Diageo (NYSE:DEO) was named Whisky Advocate's distiller of the year in 2013, beating out big American rivals Beam (UNKNOWN:BEAM.DL) and Brown-Forman (NYSE:BF-B), and many other smaller spirits makers. But that's offered little consolation to Diageo investors, who have seen the company's shares trail the S&P 500 over the past 12 months, and by no small margin.
Here's a snapshot:
Investors can take some solace in the high honor. But they'll also want to see more from the company when it reports Jan. 30, either in the way of better results or more optimistic guidance. Let's take a quick look at some areas that may be of particular interest Thursday.
Emerging markets have been a drag
This is the elephant in the room. Emerging market sales make up 42% of Diageo's business, and the company had already been crediting weak top-line growth to a slowdown in Latin America and China six months ago. One particular concern here is that brewer Anheuser-Busch InBev (NYSE:BUD) reported strong growth in China in October. It saw overall shipments there rise by 8.8% and shipments of its "focus brands" -- Budweiser, Harbin, and Sedrin -- grow by 13.5% in the quarter and by 14.8% year-to-date.
That raises the question as to whether Diageo's slowdown was due to a macroeconomic factor, or a shift of consumer preferences. In either case, there are now even larger concerns about a slowdown in China's economy, enough to send U.S. stocks down sharply late last week.
Diageo has a two-pronged approach to growth: It executes around its key brands in the U.S., such as Johnnie Walker scotch and Crown Royal whiskey, and it looks to expand into emerging markets, where it introduces less expensive brands and gradually tries to get customers to trade up to more premium spirits.
In order for that second, key part of its plan to succeed, it needs emerging economies growing stronger. The more people who improve their financial situation, the more who are willing to step up from a bottom-shelf scotch like Vat 69 to a premium scotch like Johnnie Walker Black Label.
In the six-month period reported in July 2013, Diageo was able to grow its volume of strategic-brand shipments to emerging markets by 6%. Investors should keep an eye on what management has to say about that growth over the past six months. A slowdown could spell trouble for one of the two key growth drivers.
It's new. Is it good, or just different?
Trying to win over drinkers is a competitive market. Variety seems to be forever increasing. Spirits makers need to be innovative, and they are at a real disadvantage there compared to brewers. While A-B InBev and other brewers can turn around a new beer and put it on the market in months, a new whiskey or scotch could take years. Still, distillers like Diageo, Beam, and Brown-Forman must innovate, coming up with new labels and new flavors.
Beam has been expanding its line of spirits to include flavored varieties like Knob Creek Maple and Jim Beam Maple, Red Stag flavored whiskeys, and Skinny Girl spirits and wines. Brown-Forman has had success with its Jack Daniel's Tennessee Honey whiskey -- which posted sales growth of 30% in the first half of fiscal 2014 -- and now introduced a ready-to-pour, lower-alcohol libation called Winter Jack.

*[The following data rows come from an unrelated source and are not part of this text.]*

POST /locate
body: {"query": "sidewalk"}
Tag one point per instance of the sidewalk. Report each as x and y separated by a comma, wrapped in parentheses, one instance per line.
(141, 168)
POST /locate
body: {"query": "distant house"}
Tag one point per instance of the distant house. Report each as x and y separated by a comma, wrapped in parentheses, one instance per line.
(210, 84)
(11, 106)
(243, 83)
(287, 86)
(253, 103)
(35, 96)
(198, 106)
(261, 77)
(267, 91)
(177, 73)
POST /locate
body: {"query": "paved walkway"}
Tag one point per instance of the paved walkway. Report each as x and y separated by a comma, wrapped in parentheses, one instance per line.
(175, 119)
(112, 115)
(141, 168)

Diageo said its success in the previously reported six months was driven in part by the success of new ventures, namely Crown Royal Maple, Bulleit bourbon, and Smirnoff vodka confectionery flavors. If these spirits continue to sell well, it's good news for Diageo. If not, it could be a setback.
Cracking "the beer code"
Beer may not make up a big percentage of Diageo's business overall -- around 10%, give or take, based on the company's earnings slides. But it makes up a much larger chunk of sales in emerging markets -- nearing a quarter of net sales there. Diageo owns the world-famous Guinness brand, but apparently hasn't been faring all that well in beer.
The trouble there is that some of the emerging economies it hopes to conquer love beer. In Africa, which Diageo sees as a key area of growth, beer makes up nearly 70% of sales.
"We need to crack the code in beer," CEO Ivan Menezes said. With A-B InBev pushing harder into emerging markets, and the U.S. still being taken by storm by craft beer, Diageo and its brand must find their place.
The Foolish bottom line
Diageo is putting out good products, but it faces real challenges, especially if the feared slowdown in emerging markets takes hold. Thursday's report should give investors a better feel for how things are playing out.